RL environments are modeled as Markov Decision Processes (MDPs), where the next state depends only on the current state and action, not on past history.

## VIII. Temporal Difference (TD) Learning

TD learning combines sampling from episodes with bootstrapping. Algorithms like SARSA and Q-learning learn value functions directly from experience.

## IX. Q-Learning

Here's a simple template for implementing Q-learning with epsilon-greedy action selection.

In [None]:
import numpy as np

# Initialize Q-table
n_states = 1000  # example discretization size
n_actions = env.action_space.n
Q = np.zeros((n_states, n_actions))

epsilon = 0.1  # exploration rate
alpha = 0.1    # learning rate
gamma = 0.99   # discount factor

# Function to discretize continuous state
def discretize_state(state):
    # For simplicity, assume state is 4D; discretize each dimension
    # Here, just a placeholder; in practice, define proper bins
    state_idx = int(state[0] * 10)  # example
    return min(max(state_idx, 0), n_states - 1)

# Example episode loop
for episode in range(10):  # small number for illustration
    state = env.reset()
    done = False
    while not done:
        s_idx = discretize_state(state)
        if np.random.rand() < epsilon:
            action = env.action_space.sample()
        else:
            action = np.argmax(Q[s_idx])
        next_state, reward, done, info = env.step(action)
        s_next_idx = discretize_state(next_state)
        # Q-update
        best_next_action = np.argmax(Q[s_next_idx])
        td_target = reward + gamma * Q[s_next_idx][best_next_action]
        Q[s_idx][action] += alpha * (td_target - Q[s_idx][action])
        state = next_state

print("Q-learning example completed.")

### Approximate & Deep Q-Learning

Instead of a Q-table, use neural networks as function approximators. The key steps involve defining a deep network, experience replay, and target networks.
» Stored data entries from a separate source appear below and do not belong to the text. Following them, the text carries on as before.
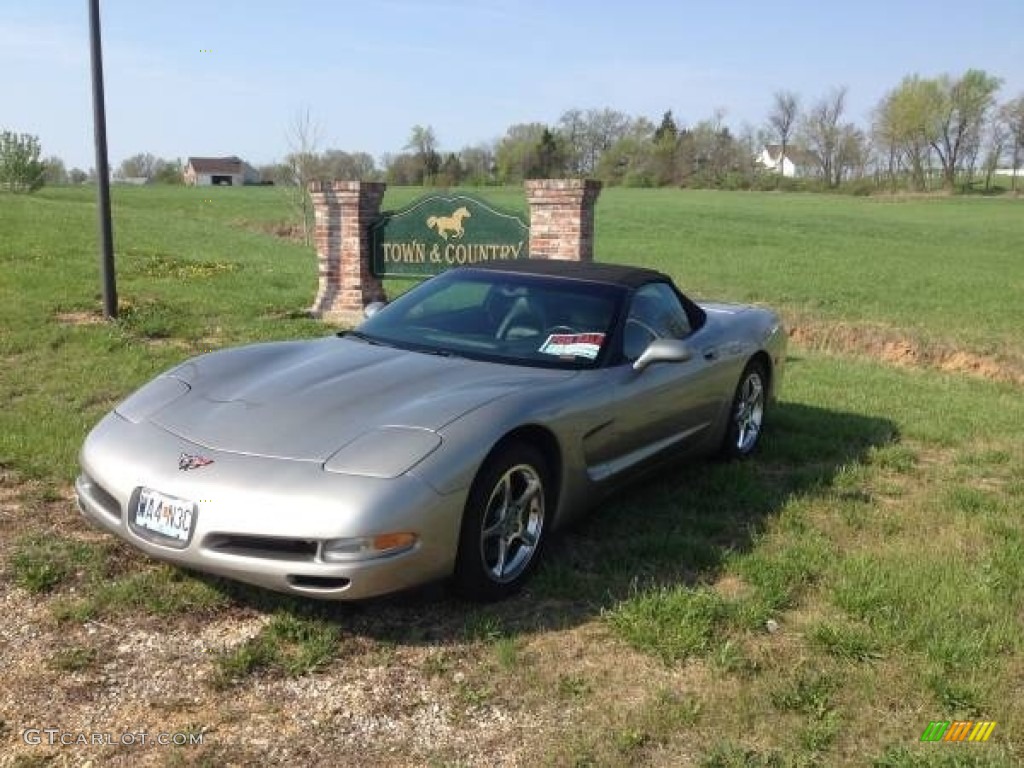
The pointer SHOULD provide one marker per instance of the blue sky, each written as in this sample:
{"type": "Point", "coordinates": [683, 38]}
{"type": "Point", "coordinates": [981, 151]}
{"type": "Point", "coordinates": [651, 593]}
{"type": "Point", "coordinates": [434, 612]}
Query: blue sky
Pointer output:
{"type": "Point", "coordinates": [369, 71]}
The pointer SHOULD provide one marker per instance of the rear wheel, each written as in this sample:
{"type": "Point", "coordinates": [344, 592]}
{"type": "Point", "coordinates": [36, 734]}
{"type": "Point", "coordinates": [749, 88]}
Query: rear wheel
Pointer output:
{"type": "Point", "coordinates": [748, 413]}
{"type": "Point", "coordinates": [503, 526]}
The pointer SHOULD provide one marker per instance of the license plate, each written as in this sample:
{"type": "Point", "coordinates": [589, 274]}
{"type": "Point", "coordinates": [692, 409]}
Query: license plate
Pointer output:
{"type": "Point", "coordinates": [166, 515]}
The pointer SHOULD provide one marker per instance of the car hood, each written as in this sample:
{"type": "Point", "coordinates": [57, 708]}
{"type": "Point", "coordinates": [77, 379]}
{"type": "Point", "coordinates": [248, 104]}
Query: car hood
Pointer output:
{"type": "Point", "coordinates": [304, 400]}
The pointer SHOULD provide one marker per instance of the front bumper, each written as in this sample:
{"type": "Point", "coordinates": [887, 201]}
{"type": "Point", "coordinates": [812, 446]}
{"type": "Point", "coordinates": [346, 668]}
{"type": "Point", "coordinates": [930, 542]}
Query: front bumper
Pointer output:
{"type": "Point", "coordinates": [263, 520]}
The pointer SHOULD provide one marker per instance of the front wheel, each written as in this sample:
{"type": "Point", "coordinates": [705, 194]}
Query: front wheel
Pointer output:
{"type": "Point", "coordinates": [748, 413]}
{"type": "Point", "coordinates": [504, 524]}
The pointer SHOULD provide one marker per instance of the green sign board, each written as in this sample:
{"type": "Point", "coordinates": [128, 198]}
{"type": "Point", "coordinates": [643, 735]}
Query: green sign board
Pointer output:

## X. Implementing Deep Q-Learning

Here's a high-level pseudocode outline:

1. Build a deep Q-network (DQN)
2. Use a replay buffer to store past experiences
3. Maintain a target network with delayed updates
4. Sample mini-batches from the replay buffer for training
5. Update network weights via gradient descent

Full implementation details are extensive; refer to RL frameworks for complete code.

## XI. Deep Q-Learning Variants

- **Double DQN**: mitigates overestimation bias
- **Prioritized Replay**: samples important experiences more frequently
- **Dueling DQN**: separates value and advantage streams for better estimation

These architectures improve stability and sample efficiency.

## XII. The TF-Agents Library

TensorFlow Agents (TF-Agents) simplifies building RL pipelines.

### Installation

```bash
pip install tf-agents
```

### Setup Outline

```python
import tf_agents

# Define environment, agent, replay buffer, data collection, training loop, etc.
```

TF-Agents handles the heavy lifting for training deep RL agents across various environments.

## XIII. Overview of Popular Algorithms

- **Policy-based**: REINFORCE, PPO, A2C
- **Value-based**: DQN and its variants
- **Actor-Critic**: DDPG, SAC

Each has its strengths and suited environments.

## XIV. Exercises to Try

1. Implement **REINFORCE** on CartPole.
2. Build a **DQN** from scratch using Gym.
3. Compare **Double DQN** vs vanilla DQN.
4. Train a DQN agent with **Atari games** using TF-Agents.
5. Experiment with **Deep Deterministic Policy Gradient (DDPG)** in continuous control tasks.

Feel free to explore and expand on these ideas!